In vitro transient treatment of mouse ovaries and ovarian kidney capsules transplantation
Paired ovaries from mice at 6 dpp were collected, and one ovary served as control and the other was incubated with CDC42 activator II (1 IU, Cytoskeleton, USA) for 30 min on an insert (PICM0RG50, Millipore, USA) in six-well culture dishes. Ovaries from mice at 35 dpp were cut into 4 pieces before treatment. The culture media was DMEM/F12 (GIBCO, Life Technologies, USA) supplemented with ITS (1:100, Sigma, USA) and penicillin-streptomycin solution.

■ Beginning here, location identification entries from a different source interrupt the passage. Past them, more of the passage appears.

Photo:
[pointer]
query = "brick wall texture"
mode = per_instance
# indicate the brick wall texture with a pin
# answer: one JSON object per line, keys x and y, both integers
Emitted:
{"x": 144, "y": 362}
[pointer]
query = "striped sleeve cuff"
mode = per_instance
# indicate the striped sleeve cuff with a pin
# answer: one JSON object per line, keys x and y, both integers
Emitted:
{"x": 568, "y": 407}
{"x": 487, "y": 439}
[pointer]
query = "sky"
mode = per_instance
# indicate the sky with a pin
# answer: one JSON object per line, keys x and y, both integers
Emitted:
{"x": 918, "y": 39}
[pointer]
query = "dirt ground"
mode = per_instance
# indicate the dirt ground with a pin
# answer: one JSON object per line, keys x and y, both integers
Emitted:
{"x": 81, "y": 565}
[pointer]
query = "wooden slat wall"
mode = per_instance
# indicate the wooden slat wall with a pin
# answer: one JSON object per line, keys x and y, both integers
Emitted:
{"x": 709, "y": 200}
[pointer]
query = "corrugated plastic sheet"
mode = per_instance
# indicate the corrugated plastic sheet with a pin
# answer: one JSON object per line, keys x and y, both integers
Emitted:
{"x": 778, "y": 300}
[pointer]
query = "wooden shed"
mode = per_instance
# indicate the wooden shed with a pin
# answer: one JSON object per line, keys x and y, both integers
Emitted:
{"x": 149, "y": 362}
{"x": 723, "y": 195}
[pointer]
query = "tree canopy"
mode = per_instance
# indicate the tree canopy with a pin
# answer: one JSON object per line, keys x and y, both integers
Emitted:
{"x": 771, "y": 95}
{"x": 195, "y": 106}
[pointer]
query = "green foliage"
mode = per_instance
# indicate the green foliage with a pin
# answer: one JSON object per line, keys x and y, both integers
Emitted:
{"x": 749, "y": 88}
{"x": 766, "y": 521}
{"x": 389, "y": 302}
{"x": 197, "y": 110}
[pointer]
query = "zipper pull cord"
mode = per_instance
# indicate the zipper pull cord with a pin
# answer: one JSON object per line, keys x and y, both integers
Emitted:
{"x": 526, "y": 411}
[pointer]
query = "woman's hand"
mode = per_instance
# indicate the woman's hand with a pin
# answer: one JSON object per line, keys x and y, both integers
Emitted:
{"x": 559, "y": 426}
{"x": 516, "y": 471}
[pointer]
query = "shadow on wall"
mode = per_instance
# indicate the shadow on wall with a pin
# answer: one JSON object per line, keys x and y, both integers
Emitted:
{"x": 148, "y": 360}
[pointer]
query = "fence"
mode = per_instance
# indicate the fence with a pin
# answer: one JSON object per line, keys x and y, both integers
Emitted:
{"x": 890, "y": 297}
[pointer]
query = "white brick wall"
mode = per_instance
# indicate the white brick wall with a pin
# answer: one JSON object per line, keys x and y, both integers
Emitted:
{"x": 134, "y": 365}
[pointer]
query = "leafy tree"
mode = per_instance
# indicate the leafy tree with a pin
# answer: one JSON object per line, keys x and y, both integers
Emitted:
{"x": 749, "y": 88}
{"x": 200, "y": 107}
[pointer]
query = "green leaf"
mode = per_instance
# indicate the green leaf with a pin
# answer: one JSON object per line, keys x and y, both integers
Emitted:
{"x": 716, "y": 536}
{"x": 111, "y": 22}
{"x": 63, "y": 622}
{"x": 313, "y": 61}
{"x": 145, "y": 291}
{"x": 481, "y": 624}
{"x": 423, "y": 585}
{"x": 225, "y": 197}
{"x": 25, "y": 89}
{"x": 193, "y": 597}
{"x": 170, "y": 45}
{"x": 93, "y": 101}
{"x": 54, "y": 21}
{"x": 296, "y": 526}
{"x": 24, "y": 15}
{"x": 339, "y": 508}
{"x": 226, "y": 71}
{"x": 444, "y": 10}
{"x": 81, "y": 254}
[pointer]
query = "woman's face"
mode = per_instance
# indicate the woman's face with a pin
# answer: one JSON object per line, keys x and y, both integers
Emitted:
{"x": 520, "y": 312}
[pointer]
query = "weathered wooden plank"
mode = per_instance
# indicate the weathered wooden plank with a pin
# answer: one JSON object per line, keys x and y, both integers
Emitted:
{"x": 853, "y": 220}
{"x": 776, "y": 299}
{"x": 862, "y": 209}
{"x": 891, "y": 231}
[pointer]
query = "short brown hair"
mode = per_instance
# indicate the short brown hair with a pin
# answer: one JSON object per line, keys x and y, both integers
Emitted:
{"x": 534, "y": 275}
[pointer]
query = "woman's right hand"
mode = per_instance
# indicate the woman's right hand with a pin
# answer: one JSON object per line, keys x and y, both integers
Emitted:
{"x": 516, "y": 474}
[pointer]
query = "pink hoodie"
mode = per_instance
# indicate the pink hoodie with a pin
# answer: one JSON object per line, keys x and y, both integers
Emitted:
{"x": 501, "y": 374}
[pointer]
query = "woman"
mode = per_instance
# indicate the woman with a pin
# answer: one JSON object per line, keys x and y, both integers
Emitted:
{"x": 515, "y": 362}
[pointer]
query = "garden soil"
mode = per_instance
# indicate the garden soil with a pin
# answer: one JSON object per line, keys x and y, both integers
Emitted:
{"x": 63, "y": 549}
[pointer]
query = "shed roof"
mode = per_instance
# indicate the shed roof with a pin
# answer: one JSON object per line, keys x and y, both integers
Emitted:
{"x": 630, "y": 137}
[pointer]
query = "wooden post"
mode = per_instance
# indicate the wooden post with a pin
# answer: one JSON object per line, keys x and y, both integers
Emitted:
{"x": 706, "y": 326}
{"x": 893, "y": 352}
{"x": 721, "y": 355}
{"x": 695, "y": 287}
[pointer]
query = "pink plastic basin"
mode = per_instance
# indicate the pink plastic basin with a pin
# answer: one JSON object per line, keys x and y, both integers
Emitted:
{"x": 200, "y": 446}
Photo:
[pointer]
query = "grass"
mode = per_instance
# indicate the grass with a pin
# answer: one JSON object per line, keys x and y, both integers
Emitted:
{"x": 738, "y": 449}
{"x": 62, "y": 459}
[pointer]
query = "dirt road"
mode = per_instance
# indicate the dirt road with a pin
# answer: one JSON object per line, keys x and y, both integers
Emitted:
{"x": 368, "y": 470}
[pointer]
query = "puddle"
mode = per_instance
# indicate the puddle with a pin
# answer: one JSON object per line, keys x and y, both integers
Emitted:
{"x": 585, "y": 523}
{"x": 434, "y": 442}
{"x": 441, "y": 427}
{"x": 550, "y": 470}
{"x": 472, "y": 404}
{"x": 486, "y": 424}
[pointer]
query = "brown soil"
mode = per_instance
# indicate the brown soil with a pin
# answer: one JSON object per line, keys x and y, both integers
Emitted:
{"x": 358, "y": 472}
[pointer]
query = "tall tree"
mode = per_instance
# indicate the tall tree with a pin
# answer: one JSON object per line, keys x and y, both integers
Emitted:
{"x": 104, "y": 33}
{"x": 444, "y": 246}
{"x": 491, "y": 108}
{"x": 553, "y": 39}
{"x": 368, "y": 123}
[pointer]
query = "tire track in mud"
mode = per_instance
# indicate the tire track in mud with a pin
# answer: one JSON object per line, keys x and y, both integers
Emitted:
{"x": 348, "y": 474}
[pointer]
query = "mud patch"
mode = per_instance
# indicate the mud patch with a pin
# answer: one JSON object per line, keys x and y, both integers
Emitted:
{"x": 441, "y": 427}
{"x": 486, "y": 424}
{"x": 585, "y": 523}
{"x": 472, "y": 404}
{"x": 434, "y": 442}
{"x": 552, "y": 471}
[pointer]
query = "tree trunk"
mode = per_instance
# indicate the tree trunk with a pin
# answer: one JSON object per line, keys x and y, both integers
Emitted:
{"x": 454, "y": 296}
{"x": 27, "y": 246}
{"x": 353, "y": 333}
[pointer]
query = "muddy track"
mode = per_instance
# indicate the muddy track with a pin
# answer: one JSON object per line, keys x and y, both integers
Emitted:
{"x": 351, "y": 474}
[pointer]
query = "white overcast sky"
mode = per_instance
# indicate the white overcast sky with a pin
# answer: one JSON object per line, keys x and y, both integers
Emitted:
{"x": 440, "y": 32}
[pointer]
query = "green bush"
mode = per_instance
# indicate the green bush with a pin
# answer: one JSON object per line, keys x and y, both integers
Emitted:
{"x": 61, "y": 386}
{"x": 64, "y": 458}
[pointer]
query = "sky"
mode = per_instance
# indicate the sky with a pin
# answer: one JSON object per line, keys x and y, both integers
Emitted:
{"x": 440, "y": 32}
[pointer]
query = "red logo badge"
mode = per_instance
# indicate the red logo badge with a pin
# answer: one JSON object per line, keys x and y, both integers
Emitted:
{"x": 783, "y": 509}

After the treatment, paired ovaries from the same donor were randomly inserted under each kidney capsule of the same ovariectomized host. Mice were sacrificed at 14 days after transplantation to assess follicular development. For Western blot assay, ovaries were incubated with or without CDC42 activator II on an insert in six-well culture dishes in culture media described above for 30 min, respectively. Ovaries were transferred to drug-free medium and cultured for 12 h and then harvested to Western blot analyses.
Statistical analysis
All experiments were repeated at least three times, and the values are presented as the means ± SEM. Data were analyzed by t test and considered statistically significant at P < 0.05.